The skin pigment that colours black and brown skin is melanin - which protects its owners from sunburn. But people with pale skin have a relatively small amount of melanin and their skin is mostly coloured by the red pigment (haemoglobin) of the blood flowing through it. Further, the colour of blood can vary: blood loaded with oxygen is bright red; de-oxygenated blood is dark red.
The amount of blood flowing through the skin (in its capillary bed) is determined by the local blood vessel diameter, which can be affected by nerves and internal chemicals.

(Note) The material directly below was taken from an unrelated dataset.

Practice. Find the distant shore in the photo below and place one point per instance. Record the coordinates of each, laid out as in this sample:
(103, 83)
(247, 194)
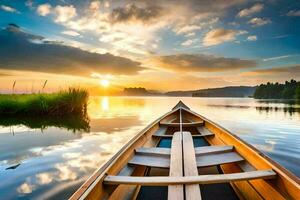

If the feeding vessels (arterioles) are constricted the capillary bed will be relatively empty and the skin pale. If only the draining vessels (venules) are constricted then the capillary bed will be full of slow flowing de-oxygenated blood and the skin appears dark pink or bluish.
When the blood vessels are uniformly wide open, the skin is pink with lots of oxygenated blood. This is the situation when the skin is sunburnt (or injured in other ways, or infected):
there is a complicated reaction called the Inflammatory Response which releases chemicals that cause pain, swelling and dilatation of the blood vessels in the area of injury. Blood vessel dilatation means high blood flow, which you see as bright pink skin.